Kriminologe über Videoüberwachung: „Das ist das Risiko der freien Welt“
Gefordert wird mehr Videoüberwachung. Der Soziologe Nils Zurawski ist skeptisch – auch weil diese Technik langfristig gegen die Bürger verwendet werden könnte.
taz: Herr Zurawski, zwei Drittel der Deutschen sind nach dem Anschlag in Berlin für mehr Videoüberwachung im öffentlichen Raum. Versprechen sich die Leute zu Recht mehr Sicherheit?
Nils Zurawski: Nach solchen Ereignissen sind die Befragten immer begeistert von Videoüberwachung. Sie scheinen sich also etwas davon zu versprechen, aber was genau, das weiß kein Mensch, denn das wird nicht abgefragt. Vermutlich hat jeder seine eigene Vorstellung davon, wo was überwacht werden soll und was dann mit diesen Daten passiert.
Zumindest scheinen sie sich ja sicherer zu fühlen.
Man könnte meinen, dass angesichts der hohen Zustimmung auch das Sicherheitsgefühl von Menschen in Bereichen mit Videoüberwachung zunimmt. Das ist aber nicht der Fall, wenn Menschen zu ihrer gefühlten Sicherheit befragt wurden, trugen Kameras nicht wesentlich dazu bei. Ist ja auch klar: Videokameras verhindern keine Anschläge.
Aber vielleicht verhindern sie andere Arten von Kriminalität?
In bestimmten Zusammenhängen können Kameras sicher Kriminalität vorbeugen. Bei Einbruchsdiebstählen zum Beispiel, vielleicht bei Banküberfällen oder dem Abzocken vor Geldautomaten. Aber da schlagen die Täter eben nicht vor dem – videoüberwachten – Automaten zu, sondern an der nächsten Ecke, zumindest, wenn es keine totalen Anfänger sind.
48, arbeitet am Institut für Kriminologische Sozialforschung der Universität Hamburg. Seine Habilitationsschrift handelte von den Zusammenhängen zwischen Überwachung und Weltbild.
Verdrängung.
Genau. Die ist natürlich ein gutes Argument, um alles mit Kameras zu überwachen. Dann gäbe es keine Verdrängungseffekte mehr. Aber ich glaube nicht, dass irgendjemand da wirklich hinwill.
Wie wirken sich die Kameras auf unterschiedliche Tätergruppen aus?
Impulsive Taten, Taten im Affekt oder von stark alkoholisierten Menschen werden durch Kameras nicht verhindert. Daher geht auch die Debatte über Videoüberwachung zur Vorbeugung von Übergriffen an Silvester zum Teil am Ziel vorbei: Alkoholisierte Täter lassen sich von Kameras nicht stören.

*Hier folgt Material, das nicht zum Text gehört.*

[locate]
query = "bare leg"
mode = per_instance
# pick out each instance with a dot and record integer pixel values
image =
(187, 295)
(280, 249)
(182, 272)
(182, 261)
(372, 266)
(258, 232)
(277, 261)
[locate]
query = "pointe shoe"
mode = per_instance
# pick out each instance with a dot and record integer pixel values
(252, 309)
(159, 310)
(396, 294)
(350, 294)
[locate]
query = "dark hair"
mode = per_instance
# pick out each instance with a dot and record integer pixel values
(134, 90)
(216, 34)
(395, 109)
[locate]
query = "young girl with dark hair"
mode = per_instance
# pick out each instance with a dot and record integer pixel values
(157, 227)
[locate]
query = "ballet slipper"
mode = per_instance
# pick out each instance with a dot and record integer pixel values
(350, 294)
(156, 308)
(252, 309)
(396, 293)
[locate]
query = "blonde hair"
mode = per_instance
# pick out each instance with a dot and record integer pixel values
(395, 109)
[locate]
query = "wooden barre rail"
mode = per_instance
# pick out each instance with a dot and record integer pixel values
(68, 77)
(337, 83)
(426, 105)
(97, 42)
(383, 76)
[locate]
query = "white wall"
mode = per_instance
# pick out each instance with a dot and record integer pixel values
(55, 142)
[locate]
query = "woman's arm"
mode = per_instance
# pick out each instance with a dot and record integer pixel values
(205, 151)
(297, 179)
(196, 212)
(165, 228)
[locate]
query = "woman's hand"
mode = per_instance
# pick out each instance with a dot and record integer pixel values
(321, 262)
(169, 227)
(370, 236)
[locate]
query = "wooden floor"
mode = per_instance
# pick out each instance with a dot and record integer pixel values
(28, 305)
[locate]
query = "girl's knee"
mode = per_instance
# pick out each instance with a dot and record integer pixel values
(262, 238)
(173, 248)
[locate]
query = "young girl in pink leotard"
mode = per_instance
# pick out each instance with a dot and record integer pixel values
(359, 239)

Und inwieweit helfen Kameras bei der Aufklärung?
Wenn die Kameras gute Bilder liefern, sieht man zumindest, was passiert ist. Das kann Tathergänge in der Regel ganz gut sichtbar machen. Allerdings zeigen die vorhandenen Videos nach den Übergriffen in der Silvesternacht in Köln, dass es zahlreiche Ausnahmen von der Regel gibt. Und ob Aufnahmen dazu beitragen – Stichwort Anschlag in Berlin –, dass so eine Tat tatsächlich in Gänze, ganz zu schweigen von den Hintermännern, aufgeklärt wird, wage ich zu bezweifeln. Dass wir so viel über Anis Amri wissen, liegt vor allem an den ganzen klassischen Ermittlungstätigkeiten, die im Vorfeld des Anschlags passiert sind. Und auch am Ende war es ja ironischerweise eine ganz normale Kontrolle, bei der der Täter aufgefallen ist.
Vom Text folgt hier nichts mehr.